Prisoners have been on hunger strike against pillaging of personal items by guards since February, and the Pentagon recently named 11 inmates being force fed, in order to combat the ongoing strike. The striking inmates are also said to be starving themselves in order to draw attention to their indefinite confinement, lawyers said.
Amnesty International has reported that approximately 60 inmates, many of whom have been hunger striking, have been cleared for release. However, despite President Obama’s pledge to close the prison in 2009, the United States has not taken action to effectively close the prison and to return the inmates to their countries of origin.
This group of inmates at Guantanamo Bay were housed in the minimum security area, called Camp 6, where 80 to 100 inmates live together and participate in group activities like eating and praying.
The decision was made to change housing after inmates began to cover windows and security cameras in an attempt to limit the 24-hour surveillance placed on detainees.

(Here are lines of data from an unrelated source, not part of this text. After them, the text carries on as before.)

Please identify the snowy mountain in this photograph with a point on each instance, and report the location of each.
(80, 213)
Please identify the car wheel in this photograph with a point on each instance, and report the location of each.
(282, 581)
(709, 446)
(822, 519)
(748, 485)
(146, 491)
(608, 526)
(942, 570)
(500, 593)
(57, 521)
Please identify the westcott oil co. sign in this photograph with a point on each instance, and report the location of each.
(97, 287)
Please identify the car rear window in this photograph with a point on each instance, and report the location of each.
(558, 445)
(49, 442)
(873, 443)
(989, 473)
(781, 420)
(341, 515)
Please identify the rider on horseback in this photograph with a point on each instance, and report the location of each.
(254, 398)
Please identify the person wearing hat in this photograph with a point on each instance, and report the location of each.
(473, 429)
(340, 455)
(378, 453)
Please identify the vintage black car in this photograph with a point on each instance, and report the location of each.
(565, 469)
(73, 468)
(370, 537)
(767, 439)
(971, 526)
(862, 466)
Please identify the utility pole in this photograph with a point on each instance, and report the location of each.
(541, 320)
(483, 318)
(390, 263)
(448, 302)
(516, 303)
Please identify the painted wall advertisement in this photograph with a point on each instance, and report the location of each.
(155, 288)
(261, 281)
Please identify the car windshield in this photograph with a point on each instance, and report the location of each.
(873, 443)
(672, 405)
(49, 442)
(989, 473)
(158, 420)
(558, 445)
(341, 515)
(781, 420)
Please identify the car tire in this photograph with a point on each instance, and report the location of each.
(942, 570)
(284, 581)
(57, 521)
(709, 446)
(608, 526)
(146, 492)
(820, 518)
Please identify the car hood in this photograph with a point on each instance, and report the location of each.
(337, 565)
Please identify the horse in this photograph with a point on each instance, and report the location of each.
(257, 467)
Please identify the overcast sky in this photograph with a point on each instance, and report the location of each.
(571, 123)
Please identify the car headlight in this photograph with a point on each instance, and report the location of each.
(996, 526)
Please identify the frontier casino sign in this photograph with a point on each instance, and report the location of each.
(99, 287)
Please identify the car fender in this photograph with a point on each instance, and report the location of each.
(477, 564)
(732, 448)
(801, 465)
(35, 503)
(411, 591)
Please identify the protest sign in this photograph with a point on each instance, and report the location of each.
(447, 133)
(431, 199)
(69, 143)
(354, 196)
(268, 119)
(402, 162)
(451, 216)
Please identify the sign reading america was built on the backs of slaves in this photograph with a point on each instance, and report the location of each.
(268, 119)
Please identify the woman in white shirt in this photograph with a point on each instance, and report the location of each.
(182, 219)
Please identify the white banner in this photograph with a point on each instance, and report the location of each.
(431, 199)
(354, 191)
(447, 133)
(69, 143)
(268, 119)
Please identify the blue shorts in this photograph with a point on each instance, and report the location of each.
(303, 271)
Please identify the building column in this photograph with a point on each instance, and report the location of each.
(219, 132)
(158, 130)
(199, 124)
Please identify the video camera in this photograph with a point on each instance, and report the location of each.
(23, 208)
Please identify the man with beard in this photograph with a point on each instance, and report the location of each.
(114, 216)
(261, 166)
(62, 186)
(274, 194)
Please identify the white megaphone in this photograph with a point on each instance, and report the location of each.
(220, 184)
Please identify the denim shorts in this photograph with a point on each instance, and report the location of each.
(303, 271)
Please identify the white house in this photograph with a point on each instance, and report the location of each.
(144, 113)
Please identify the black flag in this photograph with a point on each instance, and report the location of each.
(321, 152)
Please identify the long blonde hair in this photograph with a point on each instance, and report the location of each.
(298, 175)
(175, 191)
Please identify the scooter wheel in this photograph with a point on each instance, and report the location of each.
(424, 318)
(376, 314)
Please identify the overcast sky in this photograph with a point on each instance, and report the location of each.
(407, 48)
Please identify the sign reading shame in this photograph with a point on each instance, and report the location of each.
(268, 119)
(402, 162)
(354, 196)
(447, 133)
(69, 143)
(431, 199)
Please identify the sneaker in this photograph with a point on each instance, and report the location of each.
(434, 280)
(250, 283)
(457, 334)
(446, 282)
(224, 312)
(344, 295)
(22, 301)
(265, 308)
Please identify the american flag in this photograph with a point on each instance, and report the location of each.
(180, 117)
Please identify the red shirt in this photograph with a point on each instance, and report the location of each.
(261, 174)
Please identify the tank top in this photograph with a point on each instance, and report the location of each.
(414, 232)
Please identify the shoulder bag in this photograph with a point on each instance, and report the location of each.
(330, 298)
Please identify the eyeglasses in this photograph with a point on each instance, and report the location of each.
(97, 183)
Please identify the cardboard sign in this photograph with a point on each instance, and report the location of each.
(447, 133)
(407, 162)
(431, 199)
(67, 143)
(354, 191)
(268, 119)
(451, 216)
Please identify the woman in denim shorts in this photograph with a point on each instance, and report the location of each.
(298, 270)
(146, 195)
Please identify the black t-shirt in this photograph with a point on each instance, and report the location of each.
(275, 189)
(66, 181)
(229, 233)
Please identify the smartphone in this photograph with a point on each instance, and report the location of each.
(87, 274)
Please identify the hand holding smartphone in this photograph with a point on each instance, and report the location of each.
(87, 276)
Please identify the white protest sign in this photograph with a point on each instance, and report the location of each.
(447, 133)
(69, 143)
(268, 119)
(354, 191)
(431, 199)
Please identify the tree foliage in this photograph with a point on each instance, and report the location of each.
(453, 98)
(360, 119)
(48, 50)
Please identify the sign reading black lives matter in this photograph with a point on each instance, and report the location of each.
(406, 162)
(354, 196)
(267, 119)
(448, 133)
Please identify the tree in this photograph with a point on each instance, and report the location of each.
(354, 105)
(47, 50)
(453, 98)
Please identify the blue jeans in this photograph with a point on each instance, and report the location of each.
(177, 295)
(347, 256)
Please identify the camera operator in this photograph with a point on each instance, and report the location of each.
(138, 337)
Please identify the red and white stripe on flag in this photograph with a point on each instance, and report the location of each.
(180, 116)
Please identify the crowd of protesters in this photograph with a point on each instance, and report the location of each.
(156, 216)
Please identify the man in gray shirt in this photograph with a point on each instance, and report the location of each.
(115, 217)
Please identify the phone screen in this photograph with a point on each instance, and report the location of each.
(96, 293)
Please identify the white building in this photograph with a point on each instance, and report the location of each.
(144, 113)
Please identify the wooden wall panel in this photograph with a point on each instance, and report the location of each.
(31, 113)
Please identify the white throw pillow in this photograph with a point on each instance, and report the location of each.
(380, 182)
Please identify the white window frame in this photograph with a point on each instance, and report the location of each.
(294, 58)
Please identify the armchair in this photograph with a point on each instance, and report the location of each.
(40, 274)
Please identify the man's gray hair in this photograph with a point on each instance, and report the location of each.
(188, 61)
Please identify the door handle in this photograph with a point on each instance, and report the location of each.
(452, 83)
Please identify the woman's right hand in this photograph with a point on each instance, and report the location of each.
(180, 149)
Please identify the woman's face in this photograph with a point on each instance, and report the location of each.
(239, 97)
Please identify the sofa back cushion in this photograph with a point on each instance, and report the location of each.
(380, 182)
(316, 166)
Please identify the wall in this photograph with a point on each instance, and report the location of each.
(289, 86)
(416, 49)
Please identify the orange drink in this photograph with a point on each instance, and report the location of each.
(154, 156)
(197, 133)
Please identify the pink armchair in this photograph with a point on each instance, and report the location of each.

The move resulted in resistance from inmates using weapons like batons, broomsticks, and plastic water bottles, followed by a response from guards.
The official statement reported NPR says “Some detainees resisted with improvised weapons, and in response, four less-than-lethal rounds were fired. There were no serious injuries to guards or detainees.”
UN Human Rights High Commissioner Navi Pillay expressed discouragement about the United States’ inability to close the prison. “I am deeply disappointed that the US Government has not been able to close Guantánamo Bay, despite repeatedly committing itself to do so,” Pillay said in April.